NOTIFNEWS – Keberadaan bangunan yang berdiri di atas saluran drainase menjadi salah satu perhatian Pemerintah Kelurahan Juata Kerikil, Kecamatan Tarakan Utara. Kondisi tersebut dinilai mengganggu aliran air dan berpotensi memicu genangan saat hujan.
Lurah Juata Kerikil, Rudiansyah, mengatakan sejumlah bangunan yang berada di atas saluran air telah didata dan mulai ditata secara bertahap.
“Kalau saya melihat, salah satu penyebabnya karena ada bangunan di atas saluran itu yang mengganggu,” ujarnya.
Menurutnya, bangunan tersebut tidak hanya menghambat aliran air, tetapi juga menyulitkan proses pembersihan maupun pemeliharaan drainase oleh pemerintah.
Beberapa titik yang menjadi perhatian berada di kawasan Jalan 613 hingga sekitar Griya Persemaian. Wilayah tersebut masih menjadi lokasi yang kerap mengalami genangan ketika hujan dengan intensitas tinggi.
Rudiansyah menjelaskan penataan dilakukan agar fungsi drainase dapat kembali optimal sekaligus mengurangi risiko banjir di kawasan permukiman.

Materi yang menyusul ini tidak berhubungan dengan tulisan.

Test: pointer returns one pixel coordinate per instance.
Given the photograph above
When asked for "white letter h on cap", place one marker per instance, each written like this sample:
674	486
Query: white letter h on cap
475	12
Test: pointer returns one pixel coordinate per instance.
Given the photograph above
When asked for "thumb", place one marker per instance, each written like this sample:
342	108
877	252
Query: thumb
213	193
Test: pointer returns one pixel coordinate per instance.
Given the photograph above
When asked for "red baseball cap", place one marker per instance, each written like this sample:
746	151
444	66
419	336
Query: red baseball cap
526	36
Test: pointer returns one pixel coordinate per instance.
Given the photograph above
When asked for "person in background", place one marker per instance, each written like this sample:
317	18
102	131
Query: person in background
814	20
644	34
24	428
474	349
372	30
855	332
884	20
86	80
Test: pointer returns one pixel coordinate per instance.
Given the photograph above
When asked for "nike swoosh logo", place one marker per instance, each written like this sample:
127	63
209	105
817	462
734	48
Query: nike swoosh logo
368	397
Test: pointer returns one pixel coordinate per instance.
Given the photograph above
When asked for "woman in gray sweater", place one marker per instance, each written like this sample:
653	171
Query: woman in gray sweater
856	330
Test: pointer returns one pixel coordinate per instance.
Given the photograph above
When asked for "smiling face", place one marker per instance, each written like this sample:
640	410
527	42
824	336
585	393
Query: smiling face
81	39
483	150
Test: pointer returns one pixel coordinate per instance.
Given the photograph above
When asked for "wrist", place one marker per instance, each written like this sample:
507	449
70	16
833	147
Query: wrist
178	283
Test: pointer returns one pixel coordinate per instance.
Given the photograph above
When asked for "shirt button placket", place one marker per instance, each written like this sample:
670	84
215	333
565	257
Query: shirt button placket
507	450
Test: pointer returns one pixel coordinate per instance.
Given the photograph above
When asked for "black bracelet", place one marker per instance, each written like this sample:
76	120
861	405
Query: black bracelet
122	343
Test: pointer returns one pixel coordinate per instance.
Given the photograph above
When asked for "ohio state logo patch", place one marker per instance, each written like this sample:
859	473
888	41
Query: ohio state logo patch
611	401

“Yang kami tata itu bangunan yang memang berada di atas saluran drainase. Harapannya aliran air kembali lancar dan potensi banjir bisa berkurang,” katanya.

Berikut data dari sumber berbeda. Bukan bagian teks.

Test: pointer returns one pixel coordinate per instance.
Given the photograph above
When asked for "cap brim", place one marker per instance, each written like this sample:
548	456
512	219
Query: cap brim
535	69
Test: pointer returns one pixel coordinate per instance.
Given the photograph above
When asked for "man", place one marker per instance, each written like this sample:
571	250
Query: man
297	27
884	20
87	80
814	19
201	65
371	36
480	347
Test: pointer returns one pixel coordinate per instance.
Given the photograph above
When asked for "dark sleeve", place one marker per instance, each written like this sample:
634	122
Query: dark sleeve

Ia menambahkan, penataan bangunan menjadi bagian dari upaya pemerintah kelurahan menciptakan lingkungan yang lebih tertata serta mendukung pembangunan infrastruktur dasar di wilayah Juata Kerikil.
“Kalau saluran airnya berfungsi dengan baik, tentu dampaknya juga dirasakan masyarakat karena genangan bisa berkurang,” pungkasnya.